Having read the chapter... I can't say this is really a case of treating us as experts on autism in general (and some of us are general autism experts rather than simply being experts in our own lives and our own particular autistic ways of being) but of us being framed as spreading particular messages that relate specifically to our own life experiences in the hopes that they generalize. He says we are experts, but devotes far more space to showing our behavior in anecdotes that illustrate things than to allowing us to speak for ourselves, as the experts he says we are. We're articulate... so he doesn't relay much of what we actually say, and the readers don't have to listen.

Part 11 here!

1 comment:

  1. Is this the piece Autistic Hoya wrote about articulacy?


    This was the first time I'd been exposed to their work.

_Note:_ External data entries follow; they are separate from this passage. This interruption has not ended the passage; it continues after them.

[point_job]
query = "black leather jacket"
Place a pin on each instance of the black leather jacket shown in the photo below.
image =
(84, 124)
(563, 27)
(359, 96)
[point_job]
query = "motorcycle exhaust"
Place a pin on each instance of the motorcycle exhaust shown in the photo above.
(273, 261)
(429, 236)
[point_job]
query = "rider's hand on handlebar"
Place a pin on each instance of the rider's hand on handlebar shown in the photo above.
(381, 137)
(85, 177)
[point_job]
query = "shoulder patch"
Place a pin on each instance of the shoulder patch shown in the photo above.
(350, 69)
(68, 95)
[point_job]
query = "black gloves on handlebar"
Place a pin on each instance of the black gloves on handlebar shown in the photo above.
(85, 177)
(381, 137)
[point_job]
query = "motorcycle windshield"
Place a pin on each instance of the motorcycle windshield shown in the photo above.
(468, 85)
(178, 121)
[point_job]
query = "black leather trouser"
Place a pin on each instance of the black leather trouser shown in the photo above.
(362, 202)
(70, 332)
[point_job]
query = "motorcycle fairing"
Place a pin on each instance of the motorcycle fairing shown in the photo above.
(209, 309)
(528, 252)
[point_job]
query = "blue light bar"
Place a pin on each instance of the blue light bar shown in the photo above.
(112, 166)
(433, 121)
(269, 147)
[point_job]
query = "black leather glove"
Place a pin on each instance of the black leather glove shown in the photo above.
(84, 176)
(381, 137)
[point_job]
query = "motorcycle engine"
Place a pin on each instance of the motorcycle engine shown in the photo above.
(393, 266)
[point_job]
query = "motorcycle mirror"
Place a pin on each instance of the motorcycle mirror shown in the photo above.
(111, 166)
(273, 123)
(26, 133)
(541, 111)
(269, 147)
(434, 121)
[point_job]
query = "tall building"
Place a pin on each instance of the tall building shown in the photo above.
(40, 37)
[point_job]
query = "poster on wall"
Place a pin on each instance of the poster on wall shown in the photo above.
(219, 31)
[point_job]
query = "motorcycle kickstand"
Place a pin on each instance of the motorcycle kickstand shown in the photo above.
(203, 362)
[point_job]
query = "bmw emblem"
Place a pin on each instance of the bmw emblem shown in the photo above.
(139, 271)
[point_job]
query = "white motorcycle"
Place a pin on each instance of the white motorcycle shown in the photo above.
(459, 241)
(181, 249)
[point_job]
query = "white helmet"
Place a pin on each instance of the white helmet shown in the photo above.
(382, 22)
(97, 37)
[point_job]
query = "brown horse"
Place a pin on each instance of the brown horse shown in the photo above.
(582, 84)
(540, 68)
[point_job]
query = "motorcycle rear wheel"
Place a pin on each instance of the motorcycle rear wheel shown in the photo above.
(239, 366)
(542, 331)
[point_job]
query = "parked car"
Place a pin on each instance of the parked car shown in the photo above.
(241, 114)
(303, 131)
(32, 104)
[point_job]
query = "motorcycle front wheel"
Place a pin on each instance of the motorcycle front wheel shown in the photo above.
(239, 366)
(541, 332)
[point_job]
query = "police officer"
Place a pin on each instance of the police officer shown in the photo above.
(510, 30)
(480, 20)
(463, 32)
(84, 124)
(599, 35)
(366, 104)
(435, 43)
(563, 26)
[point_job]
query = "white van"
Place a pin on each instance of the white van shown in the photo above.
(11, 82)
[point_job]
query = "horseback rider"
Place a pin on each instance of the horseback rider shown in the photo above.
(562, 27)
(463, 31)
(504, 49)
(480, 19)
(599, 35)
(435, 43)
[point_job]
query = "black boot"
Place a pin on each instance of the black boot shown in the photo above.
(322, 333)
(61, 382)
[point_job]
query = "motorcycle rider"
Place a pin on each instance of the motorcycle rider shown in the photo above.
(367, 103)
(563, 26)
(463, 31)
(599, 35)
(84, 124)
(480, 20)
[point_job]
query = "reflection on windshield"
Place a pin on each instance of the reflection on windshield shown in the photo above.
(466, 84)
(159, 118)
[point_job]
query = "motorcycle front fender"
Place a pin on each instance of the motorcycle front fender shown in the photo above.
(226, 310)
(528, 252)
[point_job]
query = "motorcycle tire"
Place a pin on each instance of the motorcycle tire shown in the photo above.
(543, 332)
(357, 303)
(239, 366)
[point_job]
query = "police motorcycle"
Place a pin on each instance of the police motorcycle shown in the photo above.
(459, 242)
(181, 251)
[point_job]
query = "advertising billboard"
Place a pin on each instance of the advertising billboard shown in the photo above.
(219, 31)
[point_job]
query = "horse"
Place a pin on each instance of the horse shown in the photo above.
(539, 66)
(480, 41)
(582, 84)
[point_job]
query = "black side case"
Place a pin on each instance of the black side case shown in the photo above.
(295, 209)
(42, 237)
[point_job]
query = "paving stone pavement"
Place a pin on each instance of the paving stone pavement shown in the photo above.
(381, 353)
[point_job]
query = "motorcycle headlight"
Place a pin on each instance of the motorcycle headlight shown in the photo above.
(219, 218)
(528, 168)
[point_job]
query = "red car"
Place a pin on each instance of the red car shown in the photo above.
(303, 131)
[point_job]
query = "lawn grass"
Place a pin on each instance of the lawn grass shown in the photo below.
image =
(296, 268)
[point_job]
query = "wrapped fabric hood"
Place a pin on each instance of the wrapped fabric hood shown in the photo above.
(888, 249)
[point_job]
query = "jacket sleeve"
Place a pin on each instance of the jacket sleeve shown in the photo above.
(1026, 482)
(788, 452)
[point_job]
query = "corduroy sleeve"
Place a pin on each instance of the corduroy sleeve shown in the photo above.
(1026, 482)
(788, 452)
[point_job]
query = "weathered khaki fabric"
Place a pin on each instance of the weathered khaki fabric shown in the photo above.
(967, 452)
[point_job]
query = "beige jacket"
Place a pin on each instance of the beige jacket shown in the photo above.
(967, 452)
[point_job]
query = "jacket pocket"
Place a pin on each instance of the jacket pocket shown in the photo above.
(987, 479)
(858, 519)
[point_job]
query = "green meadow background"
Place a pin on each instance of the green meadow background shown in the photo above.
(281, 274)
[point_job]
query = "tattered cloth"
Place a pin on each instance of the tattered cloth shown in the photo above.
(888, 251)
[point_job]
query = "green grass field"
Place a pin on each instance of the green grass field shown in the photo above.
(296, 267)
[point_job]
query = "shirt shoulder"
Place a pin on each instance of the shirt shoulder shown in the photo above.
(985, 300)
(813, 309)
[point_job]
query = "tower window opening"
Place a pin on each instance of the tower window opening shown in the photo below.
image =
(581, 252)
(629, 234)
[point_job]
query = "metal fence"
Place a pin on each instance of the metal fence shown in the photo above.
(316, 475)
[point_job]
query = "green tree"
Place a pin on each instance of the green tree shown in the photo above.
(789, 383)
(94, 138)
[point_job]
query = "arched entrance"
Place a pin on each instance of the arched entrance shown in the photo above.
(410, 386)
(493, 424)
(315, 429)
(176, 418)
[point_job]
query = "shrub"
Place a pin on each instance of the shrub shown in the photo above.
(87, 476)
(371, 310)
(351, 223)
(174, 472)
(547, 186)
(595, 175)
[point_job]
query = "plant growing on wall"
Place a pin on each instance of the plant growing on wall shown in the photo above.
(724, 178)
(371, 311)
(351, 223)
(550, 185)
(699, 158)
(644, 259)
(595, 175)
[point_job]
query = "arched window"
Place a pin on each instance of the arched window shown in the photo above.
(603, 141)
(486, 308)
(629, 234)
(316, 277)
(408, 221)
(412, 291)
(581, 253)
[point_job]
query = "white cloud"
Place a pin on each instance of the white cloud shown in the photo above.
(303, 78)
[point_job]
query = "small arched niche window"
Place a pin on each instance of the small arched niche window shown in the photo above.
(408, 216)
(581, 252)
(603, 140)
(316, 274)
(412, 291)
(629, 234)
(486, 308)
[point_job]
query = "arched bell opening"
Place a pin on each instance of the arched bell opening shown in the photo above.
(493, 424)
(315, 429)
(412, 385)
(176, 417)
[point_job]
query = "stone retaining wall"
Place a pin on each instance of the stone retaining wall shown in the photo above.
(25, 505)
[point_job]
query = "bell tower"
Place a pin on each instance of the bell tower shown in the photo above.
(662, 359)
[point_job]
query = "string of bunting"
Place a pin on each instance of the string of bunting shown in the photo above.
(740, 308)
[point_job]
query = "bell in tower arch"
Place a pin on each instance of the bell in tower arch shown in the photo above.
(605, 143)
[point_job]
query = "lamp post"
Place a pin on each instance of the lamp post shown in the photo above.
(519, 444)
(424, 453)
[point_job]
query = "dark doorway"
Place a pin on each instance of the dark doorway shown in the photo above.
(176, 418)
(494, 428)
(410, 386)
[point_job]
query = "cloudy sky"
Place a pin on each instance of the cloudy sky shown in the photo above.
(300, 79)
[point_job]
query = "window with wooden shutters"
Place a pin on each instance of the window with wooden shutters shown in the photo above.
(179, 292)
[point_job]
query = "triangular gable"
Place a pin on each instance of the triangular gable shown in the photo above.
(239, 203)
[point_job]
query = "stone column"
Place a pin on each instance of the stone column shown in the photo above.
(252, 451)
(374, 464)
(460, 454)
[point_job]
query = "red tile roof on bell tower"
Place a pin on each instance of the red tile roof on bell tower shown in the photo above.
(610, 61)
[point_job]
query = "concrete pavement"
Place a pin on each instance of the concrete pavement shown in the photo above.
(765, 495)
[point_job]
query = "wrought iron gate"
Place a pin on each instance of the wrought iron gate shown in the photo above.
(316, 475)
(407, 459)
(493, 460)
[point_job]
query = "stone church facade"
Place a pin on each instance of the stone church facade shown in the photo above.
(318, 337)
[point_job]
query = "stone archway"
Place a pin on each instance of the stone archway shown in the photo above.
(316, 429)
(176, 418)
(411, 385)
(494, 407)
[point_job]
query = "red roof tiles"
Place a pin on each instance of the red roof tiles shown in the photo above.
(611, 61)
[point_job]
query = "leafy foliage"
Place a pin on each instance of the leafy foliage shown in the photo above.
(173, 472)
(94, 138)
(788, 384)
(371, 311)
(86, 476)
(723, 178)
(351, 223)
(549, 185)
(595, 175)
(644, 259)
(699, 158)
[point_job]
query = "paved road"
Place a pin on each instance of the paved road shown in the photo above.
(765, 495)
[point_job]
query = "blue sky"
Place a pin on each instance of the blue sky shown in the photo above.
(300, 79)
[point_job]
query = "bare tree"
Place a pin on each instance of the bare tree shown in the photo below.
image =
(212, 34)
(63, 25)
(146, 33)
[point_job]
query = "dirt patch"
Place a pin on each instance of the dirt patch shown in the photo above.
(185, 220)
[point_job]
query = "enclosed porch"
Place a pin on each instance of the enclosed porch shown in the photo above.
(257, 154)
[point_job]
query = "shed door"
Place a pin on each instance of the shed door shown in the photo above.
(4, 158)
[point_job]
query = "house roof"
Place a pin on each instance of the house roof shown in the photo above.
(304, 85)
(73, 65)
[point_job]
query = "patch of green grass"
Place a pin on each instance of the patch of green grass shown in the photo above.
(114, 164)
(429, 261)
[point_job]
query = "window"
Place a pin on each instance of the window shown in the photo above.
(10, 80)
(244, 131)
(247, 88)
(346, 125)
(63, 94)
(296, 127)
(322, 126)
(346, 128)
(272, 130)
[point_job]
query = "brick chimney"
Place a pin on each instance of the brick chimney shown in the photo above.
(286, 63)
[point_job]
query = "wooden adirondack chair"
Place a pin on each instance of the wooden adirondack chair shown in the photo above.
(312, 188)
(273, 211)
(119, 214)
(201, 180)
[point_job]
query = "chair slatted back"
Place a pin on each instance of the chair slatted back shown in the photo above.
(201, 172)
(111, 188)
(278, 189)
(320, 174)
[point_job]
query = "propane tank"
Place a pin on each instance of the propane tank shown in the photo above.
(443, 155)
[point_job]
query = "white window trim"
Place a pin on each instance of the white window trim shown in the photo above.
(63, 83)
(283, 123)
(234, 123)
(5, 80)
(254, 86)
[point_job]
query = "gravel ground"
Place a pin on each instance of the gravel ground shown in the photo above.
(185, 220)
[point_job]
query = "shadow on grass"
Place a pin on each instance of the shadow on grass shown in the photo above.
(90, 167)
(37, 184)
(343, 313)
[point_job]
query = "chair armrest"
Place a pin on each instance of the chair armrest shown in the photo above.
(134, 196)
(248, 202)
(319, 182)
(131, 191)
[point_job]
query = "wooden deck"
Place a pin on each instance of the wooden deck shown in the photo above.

    and the answer to q#15 in the FAQ.

    Ros: her presentations under the LOGICALLY ILLOGICAL banner are great.

    Ah, Eastman. And Miedzianik.

    So Grandin comes in under "loosely the first USian to write a first-person account".

    Yes, that word articulate is racialised and class-coded.

    No, I don't think Ros went to graduate school. She does describe her speaking as a form of acting.

    Probably a time she was treated like a zoo exhibit of the self-narrating kind was doing SNOW CAKE.